The works in the “Slippery Study” program follow this thread from Patel to home in on more human dimensions of social relations in technological society. Three works in particular—Anocha Suwichakornpong’s Black Mirror (2008); seth cardinal dodginghorse’s Nisguya Chu (Underneath/Near the Ground) (2020); and Simon Liu’s Signal 8 (2019)—share a certain sensibility across distinct cultural settings. Depicting Thailand, Tsuutʼina Nation and Hong Kong, respectively, the films’ spliced scenes of driving on country roads, protests, sleeping animals, children playing on ancestral land, fish markets, stock-market tickers and crowded escalators represent a waking dream of the industrial world. They bring each location together through the spectral elements of landscape and life in globalized streams, questioning where there might be a stable point of observation.
This year’s Canadian Spotlight is Skawennati, whose TimeTraveller™ (2008–13) series highlights how pieces of historical events are mirrored in the present and the future. The inter-temporal narrative of Indigenous life that revisits significant historical figures and events resonates with a certain familiarity. After being stationed with Mohawk land defenders during the Siege of Kanehsatà:ke and Kahnawake in 1990, Hunter, the Time Traveller, states his biggest lesson learned in episode three: “If letter-writing, lawsuits, land claims and the democratic process in general don’t work, try messing with people’s morning commute.” This sentiment feels apt given the protests of Wet’suwet’en land defenders earlier this year and their use of rail blockades as land conflicts with the Canadian government persist.
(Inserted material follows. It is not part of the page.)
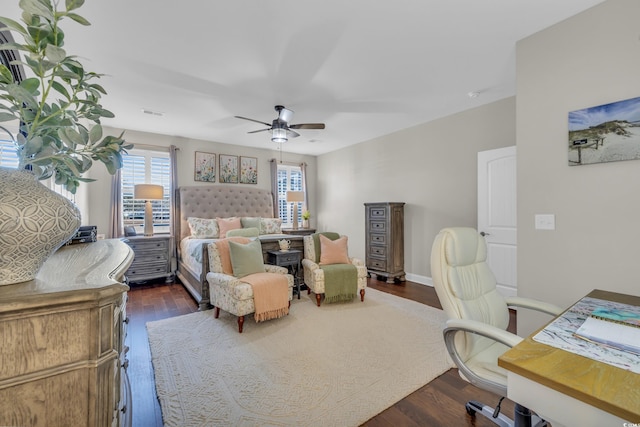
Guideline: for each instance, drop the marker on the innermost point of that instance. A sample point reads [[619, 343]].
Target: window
[[146, 167], [8, 155], [289, 179]]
Jumping back and forth between past, present and future, Skawennati’s story suggests that even a nonlinear experience of time bears shades of being that are only an inch away from what we already know.
Our contemporary moment is mostly characterized by simultaneity; it’s a meeting place of multiple histories and, as Mark Fisher once explained, of all the failed futures promised by the 20th century. The technologist’s proclivity for speed alters our sensory perceptions; in that state, the world mostly occurs to us photographically—detailed, but distant. The origins and durations of overlapping events and interactions create the feeling of an uncanny present. Removing the exclusivity of location this year meant anyone, anywhere was able to attend Images Festival and think about the pleasures of watching at home without worrying about blocking someone else’s view. The slow approach to the virtual realm as part of the real allows us to see how video art sets co-present worlds in relation to one another rather than flattening them together.